Despite the extensive list of non-tariff issues, analysts suggest the administration’s primary focus may be elsewhere—on Trump’s efforts to reduce trade deficits, where the US imports more than it exports.  

The proposed solution may involve foreign nations purchasing more US goods—such as energy and soybeans—or establishing additional production plants in the US.  

US energy exports to Europe are already substantial, and Trump has suggested a potential $350 billion in EU gas imports.
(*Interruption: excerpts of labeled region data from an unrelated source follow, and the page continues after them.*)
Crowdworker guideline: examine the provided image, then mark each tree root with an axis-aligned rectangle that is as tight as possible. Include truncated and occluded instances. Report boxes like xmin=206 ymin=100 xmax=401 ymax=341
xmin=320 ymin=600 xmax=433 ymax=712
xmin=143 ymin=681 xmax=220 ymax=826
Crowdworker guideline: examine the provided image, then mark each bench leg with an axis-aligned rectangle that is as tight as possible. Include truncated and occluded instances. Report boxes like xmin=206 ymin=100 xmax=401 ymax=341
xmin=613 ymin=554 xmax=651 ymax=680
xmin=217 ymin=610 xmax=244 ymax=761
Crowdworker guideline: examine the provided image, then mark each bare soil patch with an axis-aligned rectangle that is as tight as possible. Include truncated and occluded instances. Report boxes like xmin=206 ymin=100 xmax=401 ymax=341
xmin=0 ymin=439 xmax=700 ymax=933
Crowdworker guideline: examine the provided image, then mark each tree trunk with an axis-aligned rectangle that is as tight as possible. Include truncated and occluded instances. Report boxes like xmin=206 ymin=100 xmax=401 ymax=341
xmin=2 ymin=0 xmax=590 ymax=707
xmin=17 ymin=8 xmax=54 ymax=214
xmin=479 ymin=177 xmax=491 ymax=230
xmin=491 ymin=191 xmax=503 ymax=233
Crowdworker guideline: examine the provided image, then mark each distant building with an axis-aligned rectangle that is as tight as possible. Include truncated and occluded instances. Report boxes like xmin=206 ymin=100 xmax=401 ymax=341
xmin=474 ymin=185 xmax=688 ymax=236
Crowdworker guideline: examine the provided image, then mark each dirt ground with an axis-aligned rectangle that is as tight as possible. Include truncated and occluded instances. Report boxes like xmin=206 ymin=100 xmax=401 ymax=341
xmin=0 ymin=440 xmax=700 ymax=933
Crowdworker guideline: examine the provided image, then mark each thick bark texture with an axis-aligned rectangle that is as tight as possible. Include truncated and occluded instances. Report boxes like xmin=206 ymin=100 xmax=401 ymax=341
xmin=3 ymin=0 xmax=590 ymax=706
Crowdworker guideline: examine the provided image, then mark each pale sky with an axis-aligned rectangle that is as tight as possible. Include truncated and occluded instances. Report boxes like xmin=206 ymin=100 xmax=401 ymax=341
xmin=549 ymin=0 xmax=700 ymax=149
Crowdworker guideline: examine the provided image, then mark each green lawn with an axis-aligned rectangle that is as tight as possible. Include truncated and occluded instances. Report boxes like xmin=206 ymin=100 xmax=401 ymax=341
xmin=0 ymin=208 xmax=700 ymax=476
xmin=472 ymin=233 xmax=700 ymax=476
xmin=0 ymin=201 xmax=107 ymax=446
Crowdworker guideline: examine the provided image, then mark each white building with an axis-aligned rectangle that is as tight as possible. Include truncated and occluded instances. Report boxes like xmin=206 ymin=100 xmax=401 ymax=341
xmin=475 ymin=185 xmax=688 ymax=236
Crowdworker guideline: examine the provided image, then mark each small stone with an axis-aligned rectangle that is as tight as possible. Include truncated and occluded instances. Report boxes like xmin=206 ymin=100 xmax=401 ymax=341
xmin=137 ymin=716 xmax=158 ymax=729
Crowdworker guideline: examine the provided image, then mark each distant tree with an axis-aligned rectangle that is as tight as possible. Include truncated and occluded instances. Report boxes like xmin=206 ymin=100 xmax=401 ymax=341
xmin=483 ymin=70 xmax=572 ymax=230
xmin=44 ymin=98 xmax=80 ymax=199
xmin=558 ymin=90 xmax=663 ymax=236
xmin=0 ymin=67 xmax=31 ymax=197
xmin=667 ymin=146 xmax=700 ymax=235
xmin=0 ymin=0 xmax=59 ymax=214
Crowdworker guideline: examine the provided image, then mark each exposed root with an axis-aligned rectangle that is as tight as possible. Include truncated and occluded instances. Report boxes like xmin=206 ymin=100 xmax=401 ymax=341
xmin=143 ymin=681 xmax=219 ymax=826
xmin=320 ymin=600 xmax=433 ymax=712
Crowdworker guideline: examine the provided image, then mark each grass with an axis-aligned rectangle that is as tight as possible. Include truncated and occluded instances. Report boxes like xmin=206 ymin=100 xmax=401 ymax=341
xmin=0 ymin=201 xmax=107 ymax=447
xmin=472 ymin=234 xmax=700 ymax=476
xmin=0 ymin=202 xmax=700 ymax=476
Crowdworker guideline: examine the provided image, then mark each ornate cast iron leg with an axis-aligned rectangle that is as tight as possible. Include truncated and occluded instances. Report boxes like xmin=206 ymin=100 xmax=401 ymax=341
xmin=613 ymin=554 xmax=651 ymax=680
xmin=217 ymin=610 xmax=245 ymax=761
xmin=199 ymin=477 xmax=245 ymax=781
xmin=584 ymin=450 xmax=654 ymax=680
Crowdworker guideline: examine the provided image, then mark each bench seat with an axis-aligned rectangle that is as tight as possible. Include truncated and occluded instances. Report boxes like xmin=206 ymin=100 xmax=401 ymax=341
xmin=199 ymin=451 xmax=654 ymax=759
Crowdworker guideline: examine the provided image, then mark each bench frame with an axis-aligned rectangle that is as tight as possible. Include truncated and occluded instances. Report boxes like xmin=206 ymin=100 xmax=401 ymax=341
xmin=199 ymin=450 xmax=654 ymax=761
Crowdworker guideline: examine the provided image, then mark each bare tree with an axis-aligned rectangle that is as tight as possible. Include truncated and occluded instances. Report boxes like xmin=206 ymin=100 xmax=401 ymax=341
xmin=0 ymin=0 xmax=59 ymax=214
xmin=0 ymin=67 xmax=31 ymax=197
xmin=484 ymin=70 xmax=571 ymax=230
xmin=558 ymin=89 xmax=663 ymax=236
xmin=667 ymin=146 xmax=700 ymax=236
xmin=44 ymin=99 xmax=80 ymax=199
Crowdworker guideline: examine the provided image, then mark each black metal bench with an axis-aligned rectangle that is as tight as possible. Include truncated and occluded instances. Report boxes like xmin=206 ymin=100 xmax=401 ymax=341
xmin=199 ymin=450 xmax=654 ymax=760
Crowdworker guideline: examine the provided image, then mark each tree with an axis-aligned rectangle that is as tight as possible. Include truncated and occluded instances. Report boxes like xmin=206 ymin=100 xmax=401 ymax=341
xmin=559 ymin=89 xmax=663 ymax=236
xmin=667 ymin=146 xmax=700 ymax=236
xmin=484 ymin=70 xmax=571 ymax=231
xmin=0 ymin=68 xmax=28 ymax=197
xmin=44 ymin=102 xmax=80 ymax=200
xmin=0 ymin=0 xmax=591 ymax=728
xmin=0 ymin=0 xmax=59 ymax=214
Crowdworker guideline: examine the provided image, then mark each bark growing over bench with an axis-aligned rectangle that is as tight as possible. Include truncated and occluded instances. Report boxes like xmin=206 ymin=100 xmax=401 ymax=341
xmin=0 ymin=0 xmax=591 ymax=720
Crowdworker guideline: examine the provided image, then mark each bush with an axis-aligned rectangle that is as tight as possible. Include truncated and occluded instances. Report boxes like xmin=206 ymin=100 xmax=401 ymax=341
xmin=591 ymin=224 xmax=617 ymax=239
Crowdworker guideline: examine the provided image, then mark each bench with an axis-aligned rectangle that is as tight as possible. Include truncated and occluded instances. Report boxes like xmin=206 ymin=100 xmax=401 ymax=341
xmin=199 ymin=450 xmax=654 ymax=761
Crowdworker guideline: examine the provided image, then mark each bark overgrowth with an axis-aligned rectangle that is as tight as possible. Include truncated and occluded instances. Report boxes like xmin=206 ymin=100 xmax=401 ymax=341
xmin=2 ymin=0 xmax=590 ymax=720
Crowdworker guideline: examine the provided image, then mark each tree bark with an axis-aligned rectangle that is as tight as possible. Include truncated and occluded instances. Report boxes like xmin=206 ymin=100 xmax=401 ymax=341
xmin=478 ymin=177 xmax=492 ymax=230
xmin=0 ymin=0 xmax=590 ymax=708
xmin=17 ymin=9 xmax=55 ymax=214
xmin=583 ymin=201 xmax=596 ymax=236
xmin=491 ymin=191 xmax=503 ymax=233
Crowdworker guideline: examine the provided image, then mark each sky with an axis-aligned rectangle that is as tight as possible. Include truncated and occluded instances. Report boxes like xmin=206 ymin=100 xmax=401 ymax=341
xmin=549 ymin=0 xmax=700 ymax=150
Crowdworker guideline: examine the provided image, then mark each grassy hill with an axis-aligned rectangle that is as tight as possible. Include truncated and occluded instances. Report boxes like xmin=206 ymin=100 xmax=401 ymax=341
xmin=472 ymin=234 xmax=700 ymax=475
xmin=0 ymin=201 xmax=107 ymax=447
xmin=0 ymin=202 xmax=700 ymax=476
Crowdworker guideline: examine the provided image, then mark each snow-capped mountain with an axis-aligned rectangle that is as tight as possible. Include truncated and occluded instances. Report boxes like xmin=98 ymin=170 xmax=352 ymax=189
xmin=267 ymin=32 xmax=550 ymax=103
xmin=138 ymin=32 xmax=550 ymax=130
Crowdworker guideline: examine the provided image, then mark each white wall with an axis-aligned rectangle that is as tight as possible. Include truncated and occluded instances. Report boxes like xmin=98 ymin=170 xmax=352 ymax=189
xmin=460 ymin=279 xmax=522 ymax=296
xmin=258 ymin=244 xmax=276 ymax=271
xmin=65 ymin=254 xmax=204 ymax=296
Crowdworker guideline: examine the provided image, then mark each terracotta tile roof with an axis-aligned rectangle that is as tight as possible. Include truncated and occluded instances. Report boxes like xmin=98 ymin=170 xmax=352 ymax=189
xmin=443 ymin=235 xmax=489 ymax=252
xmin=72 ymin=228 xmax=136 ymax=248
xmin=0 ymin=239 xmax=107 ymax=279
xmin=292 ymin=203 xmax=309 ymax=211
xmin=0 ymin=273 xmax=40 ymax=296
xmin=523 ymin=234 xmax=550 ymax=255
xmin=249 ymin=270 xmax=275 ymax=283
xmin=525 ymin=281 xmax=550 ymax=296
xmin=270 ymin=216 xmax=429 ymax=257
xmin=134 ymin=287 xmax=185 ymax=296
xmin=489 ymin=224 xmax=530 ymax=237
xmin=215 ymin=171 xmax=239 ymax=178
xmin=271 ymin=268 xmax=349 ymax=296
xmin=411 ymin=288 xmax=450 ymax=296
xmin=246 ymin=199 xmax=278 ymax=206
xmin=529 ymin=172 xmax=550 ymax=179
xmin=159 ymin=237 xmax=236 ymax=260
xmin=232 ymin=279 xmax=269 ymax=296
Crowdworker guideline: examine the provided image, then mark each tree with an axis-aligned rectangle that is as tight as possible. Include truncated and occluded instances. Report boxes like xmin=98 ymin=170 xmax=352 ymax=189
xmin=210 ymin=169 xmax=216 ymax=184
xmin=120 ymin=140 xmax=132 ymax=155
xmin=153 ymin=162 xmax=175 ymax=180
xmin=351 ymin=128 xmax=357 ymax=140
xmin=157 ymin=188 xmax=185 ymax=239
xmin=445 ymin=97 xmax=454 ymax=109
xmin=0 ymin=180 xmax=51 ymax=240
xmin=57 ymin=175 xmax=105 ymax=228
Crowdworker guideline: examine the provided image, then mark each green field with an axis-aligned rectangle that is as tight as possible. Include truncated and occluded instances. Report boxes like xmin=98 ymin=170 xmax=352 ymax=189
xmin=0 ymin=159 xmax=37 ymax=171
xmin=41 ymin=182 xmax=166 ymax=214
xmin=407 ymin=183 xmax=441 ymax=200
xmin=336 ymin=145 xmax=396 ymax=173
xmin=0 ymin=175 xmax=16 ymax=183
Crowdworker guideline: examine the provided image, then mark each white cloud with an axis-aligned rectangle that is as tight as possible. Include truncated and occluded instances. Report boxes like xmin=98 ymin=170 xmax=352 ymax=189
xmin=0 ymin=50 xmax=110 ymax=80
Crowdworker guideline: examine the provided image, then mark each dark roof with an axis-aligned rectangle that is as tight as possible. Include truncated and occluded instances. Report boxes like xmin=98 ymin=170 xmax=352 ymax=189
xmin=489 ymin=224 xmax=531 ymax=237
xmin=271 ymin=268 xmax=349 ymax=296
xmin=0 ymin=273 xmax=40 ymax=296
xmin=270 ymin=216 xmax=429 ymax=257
However, last year’s liquefied natural gas exports to the EU totalled $13 billion, and Europe is aiming to reduce fossil fuel reliance in the long term.  

The real agenda  

Some experts believe Trump’s push on non-tariff barriers primarily serves to justify the administration’s high tariffs.  

"It’s just an excuse to rationalise my tariffs," said Tobias Gehrke, senior policy fellow at the European Council on Foreign Relations.  

While trade officials and industry representatives engage in discussions on agricultural safety and other regulations, Gehrke argues that Trump’s administration has broader ambitions.  

"They don’t care about chlorinated chicken regulations in Europe or food standards," he said. "They have much bigger objectives."  

"They want European companies to significantly move production to America… and export to Europe from the US. That would alter the trade balance."  

"If that’s the primary goal, then there’s no real deal to be had on non-tariff barriers."